Asya Geisberg Gallery is proud to present Angelina Gualdoni’s fifth solo exhibition, Verso della Terra. Prompted by the artist’s botanical investigations in her preceding show The Physic Garden, the current paintings plunge beneath the ground into the rhizosphere - the layer of soil where roots grow. Here, the rhizosphere and the mycelium - a network which extends underground among fungal colonies and trees - become metaphors for interconnectedness, a non-hierarchical structure with incredible potency to communicate, provide nutrients, and spur growth.
The title of the exhibition translates to looking “towards the ground.” Gualdoni forages in the greater NYC area and takes daily walks around her studio neighborhood, using the same sort of scanning vision to look for bottle caps on the sidewalk as chanterelles in the wild. The consistency of this gaze - slowly sweeping, always on the alert for an interruption, taking in the entire atmosphere versus hyper focused on one sightline - extends into the studio. Each work pairs an unknowable space of liquid-based painting with linear natural elements. Gualdoni renders sinuous movement of root systems by printing with painted strings, setting them within expansive areas that symbolize the inchoate, the uncontrollable, the illegible.
In the past several shows Gualdoni has expanded the poured paint characteristic of her process into staining, painting, and patterning from the back of the canvas. As the articulation of space works from back to front, the subject matter plays with the mirroring and weaving between above and below, ground and air, root support and plantlife above. Compost and decay bring forth life, as Gualdoni’s elegiac and luminous paintings remind us not just of the earth’s but our own mortality.
At times, Gualdoni works with the picture plane in innovative ways, by placing the viewer inside the rhizome, as if spliced in cross-section, to show all the activity in the decomposing and hidden world. Influenced by Cubism’s fracturing of space, the artist pushes depictions of space, with her imaginary world shifting our gaze to all parts of the work. Horizon lines move in and out, rather than staying fixed. The expected figure/ground relationship fails to point our way. Expansive stained or poured areas could be macro- or microcosms, suns illuminate paradoxically cloudy skies.

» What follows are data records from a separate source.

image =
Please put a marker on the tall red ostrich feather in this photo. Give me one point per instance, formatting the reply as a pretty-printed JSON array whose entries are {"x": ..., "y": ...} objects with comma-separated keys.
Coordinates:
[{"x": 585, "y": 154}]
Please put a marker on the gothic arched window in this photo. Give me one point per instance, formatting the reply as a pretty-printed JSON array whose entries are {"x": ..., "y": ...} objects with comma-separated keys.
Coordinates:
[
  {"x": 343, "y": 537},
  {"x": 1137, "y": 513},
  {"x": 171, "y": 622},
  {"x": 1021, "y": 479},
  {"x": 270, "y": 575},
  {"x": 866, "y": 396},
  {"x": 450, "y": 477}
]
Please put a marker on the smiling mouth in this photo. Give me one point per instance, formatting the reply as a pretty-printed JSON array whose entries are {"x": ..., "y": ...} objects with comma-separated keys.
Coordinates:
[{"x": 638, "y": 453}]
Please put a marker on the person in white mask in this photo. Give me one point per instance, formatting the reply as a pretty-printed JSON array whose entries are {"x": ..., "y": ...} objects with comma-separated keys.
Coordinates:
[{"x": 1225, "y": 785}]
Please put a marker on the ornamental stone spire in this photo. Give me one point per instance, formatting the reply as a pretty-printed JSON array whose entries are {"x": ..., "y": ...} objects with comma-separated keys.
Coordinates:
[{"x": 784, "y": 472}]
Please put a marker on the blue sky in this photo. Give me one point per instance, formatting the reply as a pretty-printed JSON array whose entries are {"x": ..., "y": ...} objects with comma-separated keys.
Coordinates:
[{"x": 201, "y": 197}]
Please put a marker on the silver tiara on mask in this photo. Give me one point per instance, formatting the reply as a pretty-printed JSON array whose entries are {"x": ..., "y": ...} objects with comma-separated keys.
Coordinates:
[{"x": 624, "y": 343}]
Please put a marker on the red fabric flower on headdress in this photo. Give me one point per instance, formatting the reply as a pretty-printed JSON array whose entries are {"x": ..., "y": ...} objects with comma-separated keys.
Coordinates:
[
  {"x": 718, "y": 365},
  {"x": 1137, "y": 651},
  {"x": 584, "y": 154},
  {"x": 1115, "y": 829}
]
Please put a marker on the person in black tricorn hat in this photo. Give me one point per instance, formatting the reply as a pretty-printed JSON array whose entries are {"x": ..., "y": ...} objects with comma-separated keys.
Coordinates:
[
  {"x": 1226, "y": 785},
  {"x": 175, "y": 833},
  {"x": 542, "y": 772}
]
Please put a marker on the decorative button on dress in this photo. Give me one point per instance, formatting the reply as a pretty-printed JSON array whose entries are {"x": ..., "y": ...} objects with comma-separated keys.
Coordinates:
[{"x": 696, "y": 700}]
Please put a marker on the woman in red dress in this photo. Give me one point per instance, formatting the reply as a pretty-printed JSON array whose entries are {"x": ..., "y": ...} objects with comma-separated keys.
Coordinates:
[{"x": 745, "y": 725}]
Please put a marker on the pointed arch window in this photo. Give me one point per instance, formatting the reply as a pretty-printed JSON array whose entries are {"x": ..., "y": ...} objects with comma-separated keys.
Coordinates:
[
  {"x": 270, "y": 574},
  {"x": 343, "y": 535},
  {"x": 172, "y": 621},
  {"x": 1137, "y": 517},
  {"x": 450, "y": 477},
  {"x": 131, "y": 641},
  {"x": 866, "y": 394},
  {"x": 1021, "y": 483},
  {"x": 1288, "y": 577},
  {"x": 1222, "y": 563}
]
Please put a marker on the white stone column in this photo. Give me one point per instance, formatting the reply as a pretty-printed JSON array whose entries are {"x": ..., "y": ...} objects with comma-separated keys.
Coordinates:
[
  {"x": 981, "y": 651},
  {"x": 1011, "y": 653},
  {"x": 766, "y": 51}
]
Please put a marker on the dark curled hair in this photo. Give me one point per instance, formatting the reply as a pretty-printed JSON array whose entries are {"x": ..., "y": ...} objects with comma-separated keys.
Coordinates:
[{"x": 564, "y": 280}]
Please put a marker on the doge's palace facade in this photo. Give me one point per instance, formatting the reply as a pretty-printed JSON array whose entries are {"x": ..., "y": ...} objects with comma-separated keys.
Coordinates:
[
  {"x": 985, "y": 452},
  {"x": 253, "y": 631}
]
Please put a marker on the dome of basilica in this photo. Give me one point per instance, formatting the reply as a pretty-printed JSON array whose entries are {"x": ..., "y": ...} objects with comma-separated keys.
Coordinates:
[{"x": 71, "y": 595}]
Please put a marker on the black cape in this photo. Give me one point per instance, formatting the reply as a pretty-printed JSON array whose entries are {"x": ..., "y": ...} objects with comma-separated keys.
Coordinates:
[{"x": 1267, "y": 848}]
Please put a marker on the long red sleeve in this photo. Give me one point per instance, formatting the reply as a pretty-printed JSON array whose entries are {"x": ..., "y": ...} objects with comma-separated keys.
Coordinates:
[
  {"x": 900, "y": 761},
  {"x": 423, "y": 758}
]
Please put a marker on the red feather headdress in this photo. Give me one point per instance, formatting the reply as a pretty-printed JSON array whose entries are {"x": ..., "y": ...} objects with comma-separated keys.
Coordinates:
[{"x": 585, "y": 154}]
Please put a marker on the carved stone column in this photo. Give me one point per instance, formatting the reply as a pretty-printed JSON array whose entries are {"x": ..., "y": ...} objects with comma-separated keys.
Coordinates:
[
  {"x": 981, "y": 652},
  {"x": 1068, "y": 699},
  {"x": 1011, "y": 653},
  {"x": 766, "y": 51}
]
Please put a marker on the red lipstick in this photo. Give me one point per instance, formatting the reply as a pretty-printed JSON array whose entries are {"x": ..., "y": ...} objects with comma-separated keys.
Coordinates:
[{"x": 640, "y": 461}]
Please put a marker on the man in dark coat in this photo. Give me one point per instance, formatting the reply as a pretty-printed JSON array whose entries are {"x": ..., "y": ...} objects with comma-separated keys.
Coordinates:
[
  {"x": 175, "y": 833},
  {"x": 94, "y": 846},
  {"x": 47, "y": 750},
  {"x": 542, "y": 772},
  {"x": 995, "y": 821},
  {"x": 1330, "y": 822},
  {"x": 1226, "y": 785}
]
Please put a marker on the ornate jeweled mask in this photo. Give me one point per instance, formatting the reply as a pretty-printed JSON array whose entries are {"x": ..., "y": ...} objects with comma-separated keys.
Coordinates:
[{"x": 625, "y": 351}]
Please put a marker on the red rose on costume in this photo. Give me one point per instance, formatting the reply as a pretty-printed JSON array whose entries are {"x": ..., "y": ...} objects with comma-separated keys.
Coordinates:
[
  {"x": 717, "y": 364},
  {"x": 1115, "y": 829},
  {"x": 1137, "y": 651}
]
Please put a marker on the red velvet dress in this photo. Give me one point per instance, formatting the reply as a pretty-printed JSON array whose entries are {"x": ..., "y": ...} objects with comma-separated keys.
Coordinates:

Gualdoni started her painting career with decaying malls and buildings falling apart into pure paint. Having painted through successive narrative threads while always keeping the pour as her mainstay, the idea of decay has now come back in an unintentionally circular path. Gualdoni challenges us to see the constant cycle of death as a realm of abundance and activity, with resonance for multiple audiences, and visual glory for all.